I was playing with simple neural style transfer model, using the pretrained vgg model in torchvision
, and followed the official advice, I preprocessed the input images (content, style, however input is a random noise image, so I didn’t preprocess it) before training (see prep
function below), and then post processed the images (content, style, optimized input) when training is done (see inv_prep
below).
The problem is, seems like preprocessing gave me worse results, and I removed preprocessing and tried again, which gave me better results, both with the same initial input noise image.

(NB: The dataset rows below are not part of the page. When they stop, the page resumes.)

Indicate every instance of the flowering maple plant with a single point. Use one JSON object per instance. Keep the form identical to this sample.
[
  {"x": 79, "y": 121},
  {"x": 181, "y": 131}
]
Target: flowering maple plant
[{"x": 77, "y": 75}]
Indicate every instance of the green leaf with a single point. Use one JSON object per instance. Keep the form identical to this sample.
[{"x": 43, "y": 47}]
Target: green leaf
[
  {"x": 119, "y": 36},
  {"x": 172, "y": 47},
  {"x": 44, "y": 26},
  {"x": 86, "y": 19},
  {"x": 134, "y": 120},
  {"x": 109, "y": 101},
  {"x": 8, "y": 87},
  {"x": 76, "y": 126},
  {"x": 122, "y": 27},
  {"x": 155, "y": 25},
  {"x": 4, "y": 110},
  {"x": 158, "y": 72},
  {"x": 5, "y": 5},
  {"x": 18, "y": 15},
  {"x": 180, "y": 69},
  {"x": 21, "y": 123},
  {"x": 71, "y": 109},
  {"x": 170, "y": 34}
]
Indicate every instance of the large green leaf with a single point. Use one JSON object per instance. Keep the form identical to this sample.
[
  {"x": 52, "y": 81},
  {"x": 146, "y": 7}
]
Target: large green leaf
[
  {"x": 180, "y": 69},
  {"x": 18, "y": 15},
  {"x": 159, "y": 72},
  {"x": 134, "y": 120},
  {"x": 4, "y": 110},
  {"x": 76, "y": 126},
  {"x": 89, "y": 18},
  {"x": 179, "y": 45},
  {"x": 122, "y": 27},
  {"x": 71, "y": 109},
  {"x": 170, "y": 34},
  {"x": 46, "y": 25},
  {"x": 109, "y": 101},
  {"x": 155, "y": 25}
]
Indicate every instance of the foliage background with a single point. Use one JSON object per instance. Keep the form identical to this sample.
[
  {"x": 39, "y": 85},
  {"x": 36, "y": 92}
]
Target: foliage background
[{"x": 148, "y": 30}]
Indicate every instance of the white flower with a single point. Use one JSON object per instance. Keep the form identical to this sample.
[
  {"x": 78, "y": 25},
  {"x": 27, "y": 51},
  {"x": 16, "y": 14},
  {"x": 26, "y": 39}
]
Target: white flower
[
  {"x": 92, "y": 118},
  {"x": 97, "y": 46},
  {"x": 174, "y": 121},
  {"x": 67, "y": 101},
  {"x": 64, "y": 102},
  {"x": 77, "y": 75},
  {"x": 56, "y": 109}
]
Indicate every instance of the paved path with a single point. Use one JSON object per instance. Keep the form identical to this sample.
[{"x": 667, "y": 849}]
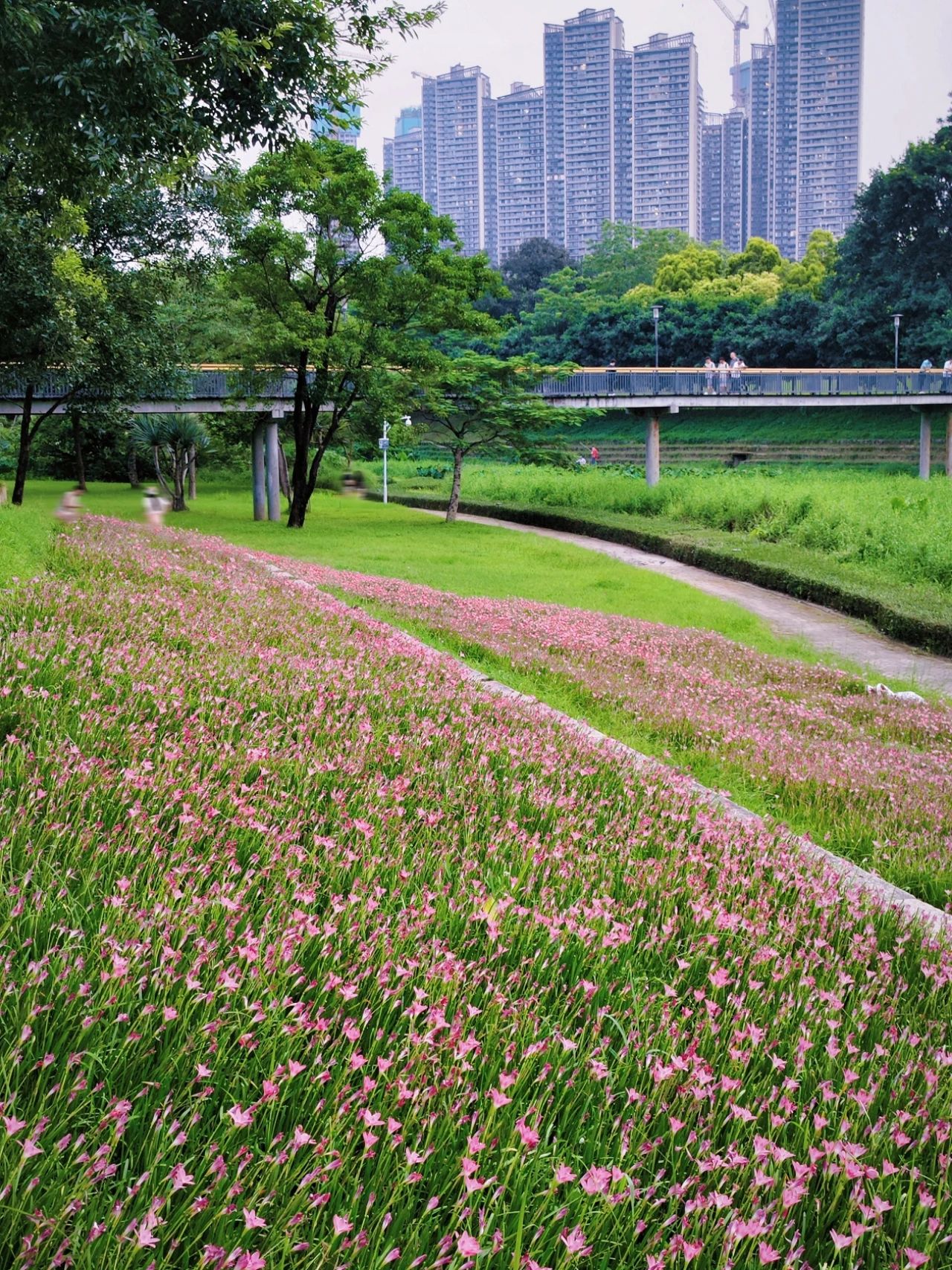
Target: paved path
[{"x": 826, "y": 629}]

# below, no mean/std preprocessing, only image Scale + axis-moving
prep = thv.transforms.Compose([
thv.transforms.Scale(200),
thv.transforms.Lambda(lambda x: np.moveaxis(np.array(x), 2, 0)),
thv.transforms.Lambda(lambda x: th.from_numpy(x.astype('float32'))),
thv.transforms.Lambda(lambda x: x.unsqueeze(0))
])
inv_prep = thv.transforms.Compose([
thv.transforms.Lambda(lambda x: x.squeeze(0)),
thv.transforms.Lambda(lambda x: (x.numpy().clip(0,255).astype('uint8'))),
thv.transforms.Lambda(lambda x: np.moveaxis(np.array(x), 0, 2)),
])
# below, with mean/std preprocessing, and yes I know I could use ToPILImage to convert tensors back to images
prep = thv.transforms.Compose([
thv.transforms.Scale(200),
thv.transforms.ToTensor(), # need to do this before applying mean/std transformation
thv.transforms.Normalize(mean=mean, std=std),
thv.transforms.Lambda(lambda x: x.unsqueeze(0))
])
inv_prep = thv.transforms.Compose([
thv.transforms.Lambda(lambda x: x.squeeze(0)),
thv.transforms.Normalize(mean=[0,0,0], std=1/std),
thv.transforms.Normalize(mean=-mean, std=[1,1,1]),
thv.transforms.Lambda(lambda x: (x.numpy().clip(0,1) * 255).astype('uint8')),
thv.transforms.Lambda(lambda x: np.moveaxis(np.array(x), 0, 2)),
])
This is the result image I got, with mean/std preprocessing, 100 itertaions:
This is the result image I got, without preprocessing, 100 itertaions:
Why is that? Anything I did wrong? I checked the final optimized input, the pixel values range from around [-50, 50], and I’m not sure how to convert them back to real image pixel values, and I think this is the problem I didn’t get right, which gives me bad image result as shown in the first pic (although I still can see the shape of Peter :-|).